OAKMONT, Pa. – When Mike Davis introduced the concept of graduated rough shortly after taking over set-up duties for the USGA, he probably had places like Oakmont in mind.
Davis, the USGA’s executive director, introduced the concept to reward varying shades of accuracy off the tee with the rough closer to the fairway cut to a playable length but increasing in height and thickness the farther you get away.
Defending champion Jordan Spieth, for one, is a fan of the concept.
“I really think that's a strong play by the USGA,” Spieth said on Monday at Oakmont. “I think that it's really well done. It rewards a better shot off the tee. It even rewards slight misses versus big misses.”
Spieth said shots just missing the fairway will be challenging, but not impossible and players will be able to make par from there.
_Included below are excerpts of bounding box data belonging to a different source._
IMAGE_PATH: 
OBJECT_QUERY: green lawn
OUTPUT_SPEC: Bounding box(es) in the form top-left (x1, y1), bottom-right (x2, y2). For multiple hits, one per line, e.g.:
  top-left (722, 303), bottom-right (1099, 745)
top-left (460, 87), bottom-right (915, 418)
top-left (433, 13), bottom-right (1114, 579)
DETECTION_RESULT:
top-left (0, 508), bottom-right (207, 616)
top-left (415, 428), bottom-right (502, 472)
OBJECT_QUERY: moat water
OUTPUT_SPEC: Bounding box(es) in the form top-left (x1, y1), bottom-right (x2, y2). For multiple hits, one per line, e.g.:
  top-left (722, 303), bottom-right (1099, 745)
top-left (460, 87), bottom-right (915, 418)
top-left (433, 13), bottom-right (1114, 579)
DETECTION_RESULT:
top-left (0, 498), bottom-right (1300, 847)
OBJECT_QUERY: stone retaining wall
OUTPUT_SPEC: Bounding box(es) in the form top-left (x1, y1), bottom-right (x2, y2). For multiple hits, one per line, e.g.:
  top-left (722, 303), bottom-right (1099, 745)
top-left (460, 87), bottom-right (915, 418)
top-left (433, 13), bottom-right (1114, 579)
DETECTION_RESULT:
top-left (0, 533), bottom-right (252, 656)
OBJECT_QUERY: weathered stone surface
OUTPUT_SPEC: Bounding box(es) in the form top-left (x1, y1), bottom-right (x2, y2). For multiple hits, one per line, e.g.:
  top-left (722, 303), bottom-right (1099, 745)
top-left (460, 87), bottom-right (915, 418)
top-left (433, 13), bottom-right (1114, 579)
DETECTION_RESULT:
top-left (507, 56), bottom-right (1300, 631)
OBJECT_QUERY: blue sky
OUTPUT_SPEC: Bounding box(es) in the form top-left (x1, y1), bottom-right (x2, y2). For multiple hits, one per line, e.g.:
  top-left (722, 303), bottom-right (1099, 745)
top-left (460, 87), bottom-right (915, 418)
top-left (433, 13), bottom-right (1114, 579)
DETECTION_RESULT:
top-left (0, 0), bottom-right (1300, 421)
A wayward miss, however, will leave few options.
“It goes up to the really thick stuff where you can hit a wedge, and you can turn it straight over just trying to wedge it out,” he said. “It's really tough but still fair, and I think that the rough is certainly some of the hardest I've ever been in.”
Over two days of practice at Oakmont, 18 holes on Sunday and nine on Monday, Spieth said he’s managed to make par just once after missing a fairway.
Oakmont’s thick rough is in contrast to the last two U.S. Opens at Chambers Bay and Pinehurst, neither of which had any rough, and Merion in 2013, which included limited amounts of rough because of the confined footprint of the course.